Michael Krebber
Untitled (Allan McCollum) / Untitled (Daniel Buren) / Untitled, 1989
Artist
Michael Krebber
Title
Untitled (Allan McCollum) / Untitled (Daniel Buren) / Untitled
Year of creation
1989
Technique and dimensions
2 framed photocopies, each 49 x 41 cm, edition: 10 / 3 photographs black and white on barite paper, each 30.3 x 23.8 cm
Year of acquisition
2008
Acquisition of the foundation
With his intangible and open work, Michael Krebber is difficult to describe. A painter who doubts painting, who questions the limits of painting, shifts painterly qualities and materials, moves between form and formlessness, and yet has an eye on stylistic means. Krebber does not want to be recognizable by the style of his own appearance or his objects, but rather by his attitude towards things, which is, however, quite vague. What seems to connect his works is the critical examination of art in general and of his own work in particular. This moment of distance as a way of working makes it clear that questioning one's own works and reflecting on them is a prerequisite for artistic work.

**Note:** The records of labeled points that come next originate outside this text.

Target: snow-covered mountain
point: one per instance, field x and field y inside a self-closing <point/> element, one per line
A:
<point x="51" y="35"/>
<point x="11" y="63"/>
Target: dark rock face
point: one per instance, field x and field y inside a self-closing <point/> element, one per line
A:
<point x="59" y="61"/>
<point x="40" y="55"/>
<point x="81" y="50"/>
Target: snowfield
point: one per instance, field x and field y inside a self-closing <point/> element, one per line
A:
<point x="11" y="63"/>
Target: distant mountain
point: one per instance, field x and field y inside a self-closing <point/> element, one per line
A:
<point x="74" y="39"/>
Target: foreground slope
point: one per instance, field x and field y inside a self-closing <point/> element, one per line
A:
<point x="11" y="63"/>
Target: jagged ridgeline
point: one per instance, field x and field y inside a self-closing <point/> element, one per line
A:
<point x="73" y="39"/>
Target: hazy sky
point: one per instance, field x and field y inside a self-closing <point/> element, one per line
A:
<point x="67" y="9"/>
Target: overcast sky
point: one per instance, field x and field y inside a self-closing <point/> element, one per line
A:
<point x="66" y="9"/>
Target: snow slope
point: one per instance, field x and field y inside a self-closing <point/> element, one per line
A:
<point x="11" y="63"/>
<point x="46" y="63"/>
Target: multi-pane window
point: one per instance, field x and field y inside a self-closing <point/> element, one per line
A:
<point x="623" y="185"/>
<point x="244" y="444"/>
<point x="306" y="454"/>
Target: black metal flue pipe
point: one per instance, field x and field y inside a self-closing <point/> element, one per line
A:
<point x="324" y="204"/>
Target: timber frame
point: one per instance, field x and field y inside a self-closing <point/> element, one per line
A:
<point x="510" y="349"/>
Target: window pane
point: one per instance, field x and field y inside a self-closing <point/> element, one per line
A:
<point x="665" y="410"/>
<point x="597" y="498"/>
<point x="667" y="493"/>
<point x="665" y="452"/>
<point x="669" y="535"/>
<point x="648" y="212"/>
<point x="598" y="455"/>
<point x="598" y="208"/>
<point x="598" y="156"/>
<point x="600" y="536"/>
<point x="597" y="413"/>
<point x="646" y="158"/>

Thus, the focus does not seem to be on the medium of painting, but rather on the conditions and continued existence of it in an age in which it has theoretically had its day - in times of digitalization and film. Taking up traditional elements and oriented towards classic canvases, his conceptual fabric paintings seem to question the material and expand the concept of painting. His fabric paintings in the tradition of Sigmar Polke are re-formed and revised in various galleries and express the contingency of an exhibition.